A) Drug treatments can be infused into the DLBCL-on-chip model and reagent diffusion can be analyzed in conjunction with tumor cell response. B-i) Untreated control devices experience little cell death amongst any DLBCL cell type, B-ii) while anti-CSF-1R antibody treated devices experience preferential cell death of macrophages (CD11b+). Green cells correspond to macrophages (alive or dead), red cells correspond to dead cells of any type and orange cells correspond to dead macrophages. C) Treatment with an anti-CSF-1R antibody causes a nearly 50% reduction in macrophage viability. Statistical significance was determined via t-test (P<0.05).
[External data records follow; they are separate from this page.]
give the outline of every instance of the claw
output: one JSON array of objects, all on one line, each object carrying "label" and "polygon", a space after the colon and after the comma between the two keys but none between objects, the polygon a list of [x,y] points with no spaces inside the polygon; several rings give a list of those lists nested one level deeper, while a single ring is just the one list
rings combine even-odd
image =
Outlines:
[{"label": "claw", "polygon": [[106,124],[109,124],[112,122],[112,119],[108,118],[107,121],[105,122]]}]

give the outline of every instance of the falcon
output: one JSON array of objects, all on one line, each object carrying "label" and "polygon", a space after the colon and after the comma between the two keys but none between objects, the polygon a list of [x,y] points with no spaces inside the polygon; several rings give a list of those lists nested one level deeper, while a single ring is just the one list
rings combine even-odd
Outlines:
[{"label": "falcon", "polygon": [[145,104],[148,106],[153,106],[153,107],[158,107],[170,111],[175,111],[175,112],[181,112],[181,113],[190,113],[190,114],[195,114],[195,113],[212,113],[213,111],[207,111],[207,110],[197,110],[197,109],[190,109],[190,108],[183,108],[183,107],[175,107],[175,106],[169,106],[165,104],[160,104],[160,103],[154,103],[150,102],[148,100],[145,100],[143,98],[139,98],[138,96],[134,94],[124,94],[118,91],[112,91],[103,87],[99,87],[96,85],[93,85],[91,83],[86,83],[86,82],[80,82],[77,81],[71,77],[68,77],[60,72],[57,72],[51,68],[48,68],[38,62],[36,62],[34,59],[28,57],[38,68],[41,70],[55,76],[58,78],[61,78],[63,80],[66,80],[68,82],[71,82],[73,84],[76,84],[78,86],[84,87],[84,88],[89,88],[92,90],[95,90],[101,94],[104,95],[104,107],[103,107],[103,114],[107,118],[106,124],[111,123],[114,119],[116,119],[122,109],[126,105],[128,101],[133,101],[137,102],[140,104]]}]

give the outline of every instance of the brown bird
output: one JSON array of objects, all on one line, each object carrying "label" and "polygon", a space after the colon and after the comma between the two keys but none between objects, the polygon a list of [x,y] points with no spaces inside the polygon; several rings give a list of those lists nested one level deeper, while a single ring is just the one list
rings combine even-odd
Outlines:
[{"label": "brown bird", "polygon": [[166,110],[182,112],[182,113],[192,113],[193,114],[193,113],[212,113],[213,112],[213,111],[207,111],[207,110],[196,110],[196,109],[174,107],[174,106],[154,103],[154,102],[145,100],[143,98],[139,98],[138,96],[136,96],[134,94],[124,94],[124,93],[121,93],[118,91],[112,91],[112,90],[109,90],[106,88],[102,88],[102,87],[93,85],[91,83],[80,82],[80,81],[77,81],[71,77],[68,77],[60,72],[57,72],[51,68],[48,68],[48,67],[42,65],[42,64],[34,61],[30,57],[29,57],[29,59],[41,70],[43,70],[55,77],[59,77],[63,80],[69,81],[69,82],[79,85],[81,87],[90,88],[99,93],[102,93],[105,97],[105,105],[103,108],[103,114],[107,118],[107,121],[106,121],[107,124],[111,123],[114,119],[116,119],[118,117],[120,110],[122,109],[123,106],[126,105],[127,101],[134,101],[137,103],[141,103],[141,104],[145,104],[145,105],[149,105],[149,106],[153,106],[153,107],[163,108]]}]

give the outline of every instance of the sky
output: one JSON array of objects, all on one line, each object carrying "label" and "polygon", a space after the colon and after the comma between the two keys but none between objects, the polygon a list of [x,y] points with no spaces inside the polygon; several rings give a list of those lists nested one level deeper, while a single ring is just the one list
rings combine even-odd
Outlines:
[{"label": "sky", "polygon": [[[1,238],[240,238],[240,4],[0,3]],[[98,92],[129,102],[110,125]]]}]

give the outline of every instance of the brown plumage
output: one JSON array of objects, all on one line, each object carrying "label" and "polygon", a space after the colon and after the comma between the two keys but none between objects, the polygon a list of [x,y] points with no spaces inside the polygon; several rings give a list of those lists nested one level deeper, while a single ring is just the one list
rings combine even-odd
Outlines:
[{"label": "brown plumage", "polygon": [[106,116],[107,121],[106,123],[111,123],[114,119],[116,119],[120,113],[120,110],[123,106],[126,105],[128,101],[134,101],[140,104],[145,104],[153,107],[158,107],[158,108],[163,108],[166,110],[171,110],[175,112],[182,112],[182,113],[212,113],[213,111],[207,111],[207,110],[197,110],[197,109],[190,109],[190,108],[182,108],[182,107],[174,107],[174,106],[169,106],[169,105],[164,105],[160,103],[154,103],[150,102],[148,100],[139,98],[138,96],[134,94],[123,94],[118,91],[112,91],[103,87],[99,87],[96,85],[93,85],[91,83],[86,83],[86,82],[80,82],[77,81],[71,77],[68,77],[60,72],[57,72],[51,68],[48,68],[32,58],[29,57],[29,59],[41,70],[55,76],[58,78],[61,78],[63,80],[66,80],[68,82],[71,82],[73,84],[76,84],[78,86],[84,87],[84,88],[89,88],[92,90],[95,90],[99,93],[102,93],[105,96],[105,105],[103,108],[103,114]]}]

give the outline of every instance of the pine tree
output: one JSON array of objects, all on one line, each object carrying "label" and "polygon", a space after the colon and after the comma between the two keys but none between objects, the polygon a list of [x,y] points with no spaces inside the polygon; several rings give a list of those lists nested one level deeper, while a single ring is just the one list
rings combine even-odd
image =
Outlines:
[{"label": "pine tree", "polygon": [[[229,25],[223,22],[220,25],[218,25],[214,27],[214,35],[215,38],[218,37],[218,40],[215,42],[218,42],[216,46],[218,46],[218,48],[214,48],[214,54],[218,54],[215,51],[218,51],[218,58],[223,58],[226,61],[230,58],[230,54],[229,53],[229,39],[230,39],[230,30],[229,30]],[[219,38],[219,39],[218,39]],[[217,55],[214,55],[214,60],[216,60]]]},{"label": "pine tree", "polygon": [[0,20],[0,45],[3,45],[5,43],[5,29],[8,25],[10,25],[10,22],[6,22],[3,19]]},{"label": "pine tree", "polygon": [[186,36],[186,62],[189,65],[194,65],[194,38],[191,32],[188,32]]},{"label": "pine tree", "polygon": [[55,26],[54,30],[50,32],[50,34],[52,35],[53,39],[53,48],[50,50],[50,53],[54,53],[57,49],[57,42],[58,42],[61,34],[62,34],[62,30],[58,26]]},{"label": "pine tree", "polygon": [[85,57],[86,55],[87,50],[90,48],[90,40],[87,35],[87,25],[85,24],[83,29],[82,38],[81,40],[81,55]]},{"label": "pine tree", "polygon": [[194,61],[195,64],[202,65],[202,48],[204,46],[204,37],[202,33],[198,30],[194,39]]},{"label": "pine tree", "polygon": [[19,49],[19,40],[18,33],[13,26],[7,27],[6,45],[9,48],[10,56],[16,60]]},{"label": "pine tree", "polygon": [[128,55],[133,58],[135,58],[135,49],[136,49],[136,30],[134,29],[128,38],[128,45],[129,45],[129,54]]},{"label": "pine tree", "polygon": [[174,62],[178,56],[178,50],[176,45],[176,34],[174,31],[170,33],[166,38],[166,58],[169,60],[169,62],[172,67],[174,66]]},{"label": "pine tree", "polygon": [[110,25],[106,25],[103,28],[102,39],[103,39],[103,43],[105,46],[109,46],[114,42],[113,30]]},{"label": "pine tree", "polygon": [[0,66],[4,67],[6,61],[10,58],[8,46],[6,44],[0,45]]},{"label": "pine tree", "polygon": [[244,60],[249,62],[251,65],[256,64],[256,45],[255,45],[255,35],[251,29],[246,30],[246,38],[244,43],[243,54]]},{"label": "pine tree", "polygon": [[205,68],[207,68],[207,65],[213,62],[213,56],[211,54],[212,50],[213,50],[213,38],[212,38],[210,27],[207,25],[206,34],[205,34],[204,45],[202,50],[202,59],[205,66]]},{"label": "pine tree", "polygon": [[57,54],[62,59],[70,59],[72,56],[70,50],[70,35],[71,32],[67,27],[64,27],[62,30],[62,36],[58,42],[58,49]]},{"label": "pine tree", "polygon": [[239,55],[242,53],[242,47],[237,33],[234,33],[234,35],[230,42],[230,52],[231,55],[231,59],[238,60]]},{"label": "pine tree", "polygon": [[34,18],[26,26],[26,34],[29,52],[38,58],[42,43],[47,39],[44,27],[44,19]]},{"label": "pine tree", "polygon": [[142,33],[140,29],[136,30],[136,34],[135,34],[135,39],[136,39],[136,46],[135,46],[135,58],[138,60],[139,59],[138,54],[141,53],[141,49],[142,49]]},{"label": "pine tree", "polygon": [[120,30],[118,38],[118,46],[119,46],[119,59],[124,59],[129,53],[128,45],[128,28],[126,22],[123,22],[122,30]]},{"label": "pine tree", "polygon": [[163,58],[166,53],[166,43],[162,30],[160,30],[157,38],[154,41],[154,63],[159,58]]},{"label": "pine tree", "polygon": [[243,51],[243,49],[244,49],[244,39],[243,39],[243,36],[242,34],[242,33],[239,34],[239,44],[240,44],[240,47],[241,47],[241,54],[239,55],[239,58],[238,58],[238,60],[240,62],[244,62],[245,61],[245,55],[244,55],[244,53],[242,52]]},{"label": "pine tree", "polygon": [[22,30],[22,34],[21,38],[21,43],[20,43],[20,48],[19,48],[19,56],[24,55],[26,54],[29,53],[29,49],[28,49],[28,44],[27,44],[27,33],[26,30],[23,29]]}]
D) Diffusion curves with respect to time and distance of a fluorescently tagged antibody within the lymphoma-on-chip model with and without tumor cells after perfusion for different lengths of time show saturation of the channel within the time scale of the experiment and follow Fick’s law of diffusion. Average normalized fluorescence intensity of 3 experiments is ultimately lower in the case when tumor cells are absent, indicating an increase in endothelial permeability in the presence of tumor cells.